Le Grand debates the issues:
This guy, proclaiming to be a Christian differs from my view, but he has a better argument than most.
Indeed, the law has long recognized marriages that certain churches do not. I routinely perform weddings for couples who cannot or will not marry in churches - including previously divorced people, those of different faiths and those of no faith at all. The law has never required churches to recognize such unions.
Yes, but it's still called marriage, and they have the right to adopt and raise children. The article does not talk about the ramifications of opening the door to other civil arrangements, like polygamy, which is a natural progression from this point of view.

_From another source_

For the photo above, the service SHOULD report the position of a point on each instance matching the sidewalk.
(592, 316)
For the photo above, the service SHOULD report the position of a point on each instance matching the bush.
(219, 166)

However, I submit that a constitution is a document setting out the fundamental organization of government and the principles under which it operates. It also declares the rights of its citizens in relation to the government. It is hardly the place to establish for all time what marriage should be, especially when that serves to deny to some citizens rights enjoyed by others.
Not that the Oregon constitution has way too much junk not involved with the general principles and organization of the government already. Not that I don't agree with him, but that's not going to sway anyone.
The ACLU is, of course, against it.

As is the libertarian party. Looking at the voter's pamphlet, other than those two organizations I see a lot of individuals, interest group organizations created for just this election measure and anecdotes on the NO side. On the YES side I don't see much more, but there are lots of legislators and lawyers there, where most of the people on the NO side are unidentified.